Sporting a thick black sweatshirt and a winter hat, Waldron, a former bartender at Three Tides, takes me through the process of making the brewery flood-resilient. “We spent five months renovating the building before we could brew beer,” he says. Along with modifications to secure the building against tidal waters, the long-neglected circa-1900 structure needed a new heating system, electrical work, and a boiler. The long-term plan to compensate for the rising sea levels is to raise the entire structure eight feet.
As co-owner of White Cap Builders, Waldron explains that having a construction team on hand to do the work was essential to purchasing Marshall Wharf. Although the building is still prone to taking on water during high tide, the brewing system is now secure from seawater.
After hearing about the journey to purchase the brewery and secure the building, I ask the question that’s been tugging at me since I pulled in to Belfast: Who’s the brewer responsible for maintaining the legacy of Marshall Wharf?
“Let me get Kevin,” Waldron says, disappearing into the brewery.
“We’ve been drinking his beer for years,” Dunckel explains, as her husband returns with Kevin Spigel, their gregarious, energetic head brewer. Spigel has been homebrewing for over 20 years. While the term “homebrewing” may conjure images of off-color wort boiling on a kitchen stove, Spigel’s home set-up is close to a commercial system.
What stands out in speaking to Spigel is his deep understanding of the science of brewing, which squares with his background as a former professor at Unity College, where he first met Dunckel. He takes meticulous notes on each batch of beer, paying careful attention to the minutiae of the brewing process to ensure that the original recipes live up to the standards beer lovers have come to expect from the Belfast brewery. “The plan is to continue brewing the old recipes while creating new beers that fit in with the original lineup,” Spigel explains.

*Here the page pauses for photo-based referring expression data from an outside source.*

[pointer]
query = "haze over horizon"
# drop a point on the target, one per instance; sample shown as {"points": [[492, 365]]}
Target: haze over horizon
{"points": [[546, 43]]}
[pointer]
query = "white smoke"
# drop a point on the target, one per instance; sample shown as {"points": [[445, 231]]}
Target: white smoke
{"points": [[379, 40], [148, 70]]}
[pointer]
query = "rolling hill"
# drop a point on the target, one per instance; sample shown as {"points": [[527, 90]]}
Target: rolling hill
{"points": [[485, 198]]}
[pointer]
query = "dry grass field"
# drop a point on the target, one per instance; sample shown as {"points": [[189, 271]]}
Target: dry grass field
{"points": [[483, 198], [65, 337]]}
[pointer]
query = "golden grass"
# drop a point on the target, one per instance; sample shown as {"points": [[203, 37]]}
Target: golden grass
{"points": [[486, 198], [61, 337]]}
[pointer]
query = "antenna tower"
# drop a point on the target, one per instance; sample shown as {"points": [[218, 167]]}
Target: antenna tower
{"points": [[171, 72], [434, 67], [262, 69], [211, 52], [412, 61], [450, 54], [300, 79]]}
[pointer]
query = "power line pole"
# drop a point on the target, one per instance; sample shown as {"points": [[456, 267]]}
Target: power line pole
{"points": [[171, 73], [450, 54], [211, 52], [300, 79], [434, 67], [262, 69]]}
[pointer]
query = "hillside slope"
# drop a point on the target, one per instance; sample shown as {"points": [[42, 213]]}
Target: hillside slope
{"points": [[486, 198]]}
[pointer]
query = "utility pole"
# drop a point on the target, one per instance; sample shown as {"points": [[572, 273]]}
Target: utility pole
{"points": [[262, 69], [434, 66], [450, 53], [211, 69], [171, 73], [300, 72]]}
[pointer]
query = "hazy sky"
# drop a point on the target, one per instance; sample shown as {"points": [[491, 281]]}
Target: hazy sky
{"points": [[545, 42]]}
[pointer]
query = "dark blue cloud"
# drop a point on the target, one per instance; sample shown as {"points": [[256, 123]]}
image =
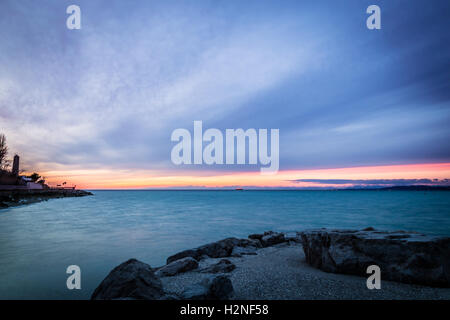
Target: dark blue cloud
{"points": [[341, 95]]}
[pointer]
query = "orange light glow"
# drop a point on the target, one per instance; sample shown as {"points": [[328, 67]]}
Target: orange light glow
{"points": [[139, 179]]}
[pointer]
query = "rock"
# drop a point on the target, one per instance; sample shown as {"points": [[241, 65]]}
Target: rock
{"points": [[130, 280], [256, 236], [195, 292], [216, 288], [295, 237], [219, 249], [272, 238], [223, 266], [177, 266], [402, 256], [240, 251]]}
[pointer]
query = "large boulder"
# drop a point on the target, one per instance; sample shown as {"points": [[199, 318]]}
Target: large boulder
{"points": [[215, 288], [177, 266], [130, 280], [268, 238], [219, 249], [402, 256], [272, 238]]}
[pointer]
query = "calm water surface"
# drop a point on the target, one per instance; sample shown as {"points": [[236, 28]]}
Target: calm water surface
{"points": [[39, 241]]}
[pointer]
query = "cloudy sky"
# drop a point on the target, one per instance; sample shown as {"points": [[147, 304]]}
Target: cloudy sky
{"points": [[97, 106]]}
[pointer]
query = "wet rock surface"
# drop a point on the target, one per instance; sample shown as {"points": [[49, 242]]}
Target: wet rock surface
{"points": [[223, 266], [177, 266]]}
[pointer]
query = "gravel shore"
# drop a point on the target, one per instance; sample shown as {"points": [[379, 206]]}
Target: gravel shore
{"points": [[281, 272]]}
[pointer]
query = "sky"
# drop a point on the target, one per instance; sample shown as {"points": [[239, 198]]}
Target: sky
{"points": [[96, 107]]}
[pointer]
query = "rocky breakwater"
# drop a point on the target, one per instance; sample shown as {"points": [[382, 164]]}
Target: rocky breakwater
{"points": [[407, 257], [134, 279], [12, 198]]}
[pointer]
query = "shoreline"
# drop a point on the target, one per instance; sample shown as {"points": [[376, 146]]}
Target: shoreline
{"points": [[290, 266], [14, 198]]}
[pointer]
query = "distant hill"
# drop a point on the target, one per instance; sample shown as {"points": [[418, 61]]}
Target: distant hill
{"points": [[418, 188]]}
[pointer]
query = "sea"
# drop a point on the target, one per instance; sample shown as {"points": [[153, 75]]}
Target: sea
{"points": [[39, 241]]}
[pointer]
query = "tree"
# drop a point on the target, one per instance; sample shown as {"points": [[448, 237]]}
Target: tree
{"points": [[4, 163]]}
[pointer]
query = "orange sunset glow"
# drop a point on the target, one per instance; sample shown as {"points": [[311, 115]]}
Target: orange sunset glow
{"points": [[138, 179]]}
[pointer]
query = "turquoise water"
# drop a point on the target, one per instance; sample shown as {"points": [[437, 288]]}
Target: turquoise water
{"points": [[39, 241]]}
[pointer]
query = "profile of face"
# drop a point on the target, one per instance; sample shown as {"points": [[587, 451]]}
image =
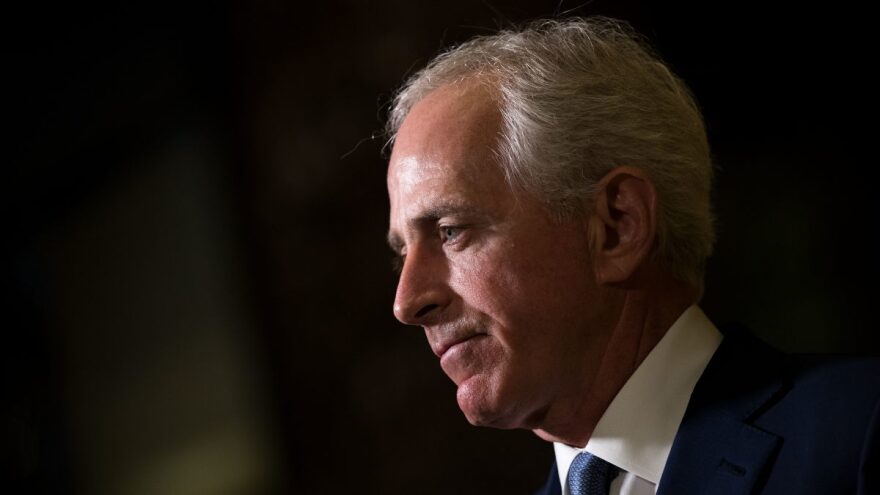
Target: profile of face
{"points": [[505, 294]]}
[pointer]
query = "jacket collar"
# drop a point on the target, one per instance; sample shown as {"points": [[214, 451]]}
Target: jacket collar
{"points": [[718, 449]]}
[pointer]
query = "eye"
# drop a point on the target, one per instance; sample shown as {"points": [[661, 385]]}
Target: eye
{"points": [[450, 233]]}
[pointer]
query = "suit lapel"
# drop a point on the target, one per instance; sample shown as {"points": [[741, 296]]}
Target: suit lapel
{"points": [[717, 449]]}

Leading me out to the beer garden, Dunckel recalls how, when they first opened to the public last August, the outpouring from the community was overwhelming. “Once we opened we were slammed,” she says. “A couple of people even got teary-eyed when they came in—I did, too.”
Inevitably, Dunckel and Waldron are pulled away from our conversation by the demands of running a business, leaving me to drift to the bar to order a flight of beer. I choose two original Marshall Wharf brews (Cant Dog Double IPA and Coughing Dog Coffee Porter) and two of Spigel’s new additions to the brewery’s oeuvre (Booty Shake Milkshake IPA and Brass Nipple Rye IPA).
When I sit down at a socially distanced table with my flight, as if by kismet, the house speakers click on with a Sam Cooke song. Firewood pops and crackles in the two woodstoves heating the beer garden. Out on Belfast Bay, seagulls dive for baitfish, and lobster boats undulate next to floating docks. I sip the clean, beautiful beer from my tasting glass, convinced that one of Maine’s most beloved breweries and beer destinations is safe in the loving hands of its new caretakers.